Iran, Turkey criticize US plan to designate Muslim Brotherhood a terror group
Iran and Turkey have both criticized a US plan to designate the Muslim Brotherhood as a terrorist organization.
Iranian Foreign Minister Mohammad Javad Zarif told reporters in Doha on Wednesday that “the US is not in a position to (..) start naming others as terror organizations and we reject by any attempt by the US in this regard.”
“The US is supporting the biggest terrorist in the region, that is Israel,” Zarif said.
Turkey, meanwhile, said on Tuesday that if the United States designated the Muslim Brotherhood a foreign terrorist organization, it would hamper democratization efforts in the Middle East and serve militant groups like ISIS.
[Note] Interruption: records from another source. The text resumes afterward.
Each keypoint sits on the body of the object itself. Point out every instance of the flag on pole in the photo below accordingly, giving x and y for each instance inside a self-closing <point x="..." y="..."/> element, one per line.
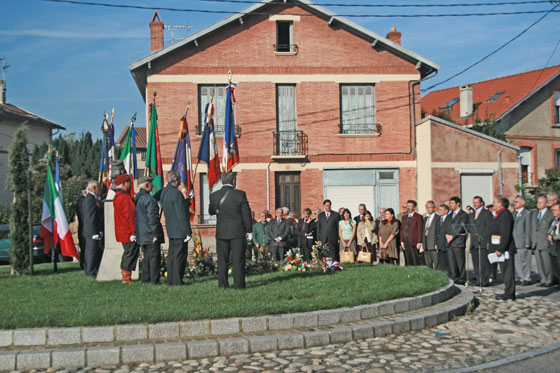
<point x="128" y="156"/>
<point x="153" y="155"/>
<point x="182" y="162"/>
<point x="54" y="218"/>
<point x="230" y="155"/>
<point x="208" y="150"/>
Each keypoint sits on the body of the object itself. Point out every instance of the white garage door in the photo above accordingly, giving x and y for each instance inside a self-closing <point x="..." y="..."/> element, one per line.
<point x="350" y="196"/>
<point x="476" y="185"/>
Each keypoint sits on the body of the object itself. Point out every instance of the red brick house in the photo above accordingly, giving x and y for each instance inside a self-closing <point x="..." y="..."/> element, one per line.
<point x="324" y="106"/>
<point x="526" y="108"/>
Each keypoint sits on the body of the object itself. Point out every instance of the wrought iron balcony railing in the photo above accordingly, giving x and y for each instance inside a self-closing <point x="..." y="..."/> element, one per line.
<point x="289" y="143"/>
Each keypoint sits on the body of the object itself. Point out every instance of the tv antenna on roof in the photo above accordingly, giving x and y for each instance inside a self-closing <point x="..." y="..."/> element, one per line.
<point x="177" y="27"/>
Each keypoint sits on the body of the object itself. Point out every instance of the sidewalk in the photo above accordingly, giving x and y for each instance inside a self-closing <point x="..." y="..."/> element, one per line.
<point x="494" y="331"/>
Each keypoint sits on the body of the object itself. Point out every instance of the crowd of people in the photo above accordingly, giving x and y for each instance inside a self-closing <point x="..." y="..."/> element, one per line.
<point x="438" y="239"/>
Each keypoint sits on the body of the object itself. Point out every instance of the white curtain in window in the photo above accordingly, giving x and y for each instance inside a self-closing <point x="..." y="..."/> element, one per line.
<point x="358" y="114"/>
<point x="219" y="105"/>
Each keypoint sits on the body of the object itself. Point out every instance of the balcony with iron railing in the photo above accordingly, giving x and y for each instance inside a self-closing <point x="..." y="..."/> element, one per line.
<point x="289" y="145"/>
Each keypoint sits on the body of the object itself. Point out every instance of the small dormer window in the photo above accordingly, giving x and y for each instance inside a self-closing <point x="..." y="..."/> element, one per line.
<point x="284" y="36"/>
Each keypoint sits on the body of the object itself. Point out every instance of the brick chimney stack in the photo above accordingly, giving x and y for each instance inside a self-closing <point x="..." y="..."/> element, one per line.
<point x="394" y="35"/>
<point x="156" y="33"/>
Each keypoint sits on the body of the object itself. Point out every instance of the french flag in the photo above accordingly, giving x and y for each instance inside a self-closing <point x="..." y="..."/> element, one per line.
<point x="208" y="150"/>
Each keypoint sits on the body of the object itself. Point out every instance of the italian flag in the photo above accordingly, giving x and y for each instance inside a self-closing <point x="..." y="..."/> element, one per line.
<point x="54" y="218"/>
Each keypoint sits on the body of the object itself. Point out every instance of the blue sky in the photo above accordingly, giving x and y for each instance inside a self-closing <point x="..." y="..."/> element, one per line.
<point x="69" y="63"/>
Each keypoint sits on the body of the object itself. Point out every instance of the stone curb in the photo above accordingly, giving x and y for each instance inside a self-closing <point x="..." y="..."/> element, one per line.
<point x="509" y="360"/>
<point x="52" y="337"/>
<point x="226" y="345"/>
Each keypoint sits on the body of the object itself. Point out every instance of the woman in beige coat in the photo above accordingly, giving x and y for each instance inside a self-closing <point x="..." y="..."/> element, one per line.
<point x="365" y="235"/>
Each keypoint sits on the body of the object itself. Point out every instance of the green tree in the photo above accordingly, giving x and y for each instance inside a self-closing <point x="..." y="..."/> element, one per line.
<point x="18" y="184"/>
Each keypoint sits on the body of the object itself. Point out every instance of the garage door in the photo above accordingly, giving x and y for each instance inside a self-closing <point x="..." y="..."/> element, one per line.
<point x="350" y="196"/>
<point x="476" y="185"/>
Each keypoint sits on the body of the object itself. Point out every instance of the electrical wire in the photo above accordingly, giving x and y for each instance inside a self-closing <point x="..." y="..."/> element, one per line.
<point x="76" y="2"/>
<point x="493" y="52"/>
<point x="396" y="5"/>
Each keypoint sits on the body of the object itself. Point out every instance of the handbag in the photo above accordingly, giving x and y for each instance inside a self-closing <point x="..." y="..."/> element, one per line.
<point x="346" y="256"/>
<point x="364" y="256"/>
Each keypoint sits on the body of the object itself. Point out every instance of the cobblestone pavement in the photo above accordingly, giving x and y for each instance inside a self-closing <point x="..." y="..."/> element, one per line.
<point x="493" y="331"/>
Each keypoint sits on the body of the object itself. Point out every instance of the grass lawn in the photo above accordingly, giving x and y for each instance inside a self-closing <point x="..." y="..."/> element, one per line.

Omer Celik, the spokesman for Turkish President Tayyip Erdogan’s Islamist-rooted AK Party, said such a decision by the US would “undoubtedly yield extremely wrong results regarding stability, human rights, basic rights and freedoms in countries of the Islamic world”, he said.
“At the same time, (Trump’s move) is the biggest support that can be given to the propaganda of Daesh,” he said, referring to ISIS.
President Donald Trump is working to designate the Muslim Brotherhood as a foreign terrorist organization, the White House said on Tuesday, which would lead to sanctions against Egypt’s oldest Islamist movement.